"En los próximos dos años estaremos concentrados en recuperar la solidez financiera de Petrobras" y "en un horizonte total de cinco años nuestra propuesta es que la empresa ya haya sido saneada, con estándares de gestión y ética incuestionables", informó su nuevo presidente, Pedro Parente, en un comunicado.
El plan estratégico quinquenal incluye un recorte de sus gastos operacionales del 11% y proyecta mantener "un ritmo intenso de asociaciones y desinversiones", que en los próximos dos años deberán aportar u$s19.500 millones.
Las inversiones propias de la firma que supo ser sinónimo de futuro en Brasil antes de quedar enredada en graves denuncias de corrupción, se concentrarán en un 82% en el sector de exploración y producción.
El plan es el primero bajo la gestión de Parente, que llegó al cargo en junio, de la mano del nuevo jefe de Estado, Michel Temer, durante el proceso de destitución de Dilma Rousseff por el Congreso.
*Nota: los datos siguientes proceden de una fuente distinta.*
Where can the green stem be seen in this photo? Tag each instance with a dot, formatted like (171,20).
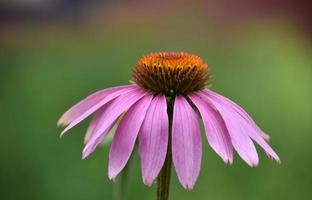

El anuncio se hace bajo una amenaza de huelga de operarios de la empresa contra el plan de congelamiento de salarios.
Petrobras afronta al mismo tiempo las consecuencias del escándalo de los sobornos pagados por grandes constructoras a políticos y ejecutivos para obtener licitaciones de la petrolera -que le costó más de u$s2.000 millones en sus balances- y de la caída del precio del barril de u$s100 a mediados de 2014 a menos de u$s45 en la actualidad.
La compañía cerró 2015 con pérdidas récord de u$s9.600 millones. En el segundo trimestre de este año reportó ganancias de u$s106 millones, rompiendo una racha de tres trimestres en rojo.